On Sunday, the National Butterfly Center alerted Facebook users to some alarming news: Earlier that day, construction equipment and eight local law enforcement units materialized at the 100-acre sanctuary in Mission, Texas, along the U.S.-Mexico border.
Last year, Congress approved funding to build new border-wall sections atop a levee that runs through the center, which protects habitat for hundreds of butterfly species as well as birds and other wildlife. An officer told center staff that “effective Monday morning, [the center’s land south of the levee] is all government land,” according to the post, suggesting that plans to construct the new wall sections continue. (These wall plans are separate from President Trump's larger proposed wall project that is still being negotiated.)

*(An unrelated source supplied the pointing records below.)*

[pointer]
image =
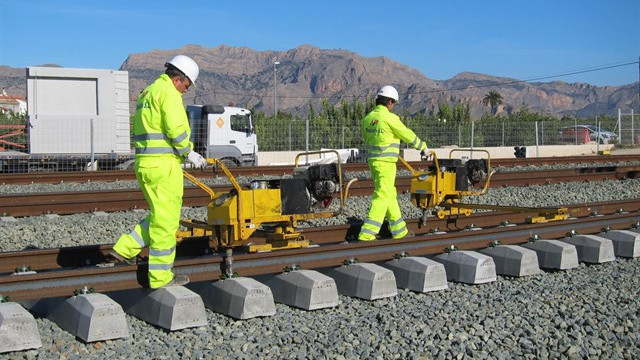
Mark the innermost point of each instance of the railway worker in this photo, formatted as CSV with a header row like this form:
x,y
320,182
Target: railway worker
x,y
382,131
162,141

If construction is imminent, the staff of the National Butterfly Center have not been informed. Jeffrey Glassberg, president of the center, confirmed to Audubon that heavy yellow machinery—an excavator, specifically—appeared on the property on Sunday. He also says that there is a heightened presence of local Mission police, who express the view that this is a land seizure. But no one has contacted the center to let them know one way or the other.
“I cannot definitely say that that is untrue,” that land seizure for wall construction is imminent, Glassberg told Audubon on Monday. “I also don’t have information to say that it is true.”
Glassberg says that the normal process for government land seizure has been in progress. Once notified, the landowner meets with an appraiser, and the government makes an offer for purchase. The parties then negotiate.
Glassberg has a meeting scheduled for today with a government appraiser, a meeting that’s been on the books for weeks. “That doesn’t mean that someone on a different track isn’t going to seize the land today,” he says—meaning an agent (or agency) outside of that ongoing process. “But no one has communicated that to us.”
When completed, the wall will bisect the National Butterfly Center, a privately owned preserve, leaving 70 of its 100 acres south of the wall; yesterday, a police officer told center staff that they would no longer be able to access their land south of the levee. At nearby Bentsen-Rio Grande Valley State Park, which is part of the Rio Grande Valley's World Birding Center, famed for its 500-plus bird species, nearly all of its 797 acres would also wind up south of the wall. The park land was sold to the state for $1 in 1944 under the requirement that it be used “solely for public park purposes;” the wall’s presence could break that requirement, forcing the state to turn the land back to the benefactors, the family of the late Democratic U.S. Senator Lloyd Bentsen, and close the park.
The parks along the Rio Grande River protect unique ecosystems formed where wetlands meet grasslands meet rare thorn forests and aridlands. The variety of habitats support a vast diversity of birds and other wildlife; this region is among the only places in the United States where subtropical and tropical birds range. At an Audubon Christmas Bird Count in Bentsen State Park last month, birders counted more than 150 species on a single winter's day.
To build the 30-foot wall, the Department of Homeland Security will bulldoze a 150-foot “enforcement zone” along its edge, land that today is wildlife habitat. Bright lights will blaze all night long despite the known hazard to birds, which navigate by starlight and are easily disoriented by lights left on at night. The area is home to dozens of endangered animals, which congregate around the Rio Grande River in an otherwise arid landscape.
Audubon will update this story as new information becomes available.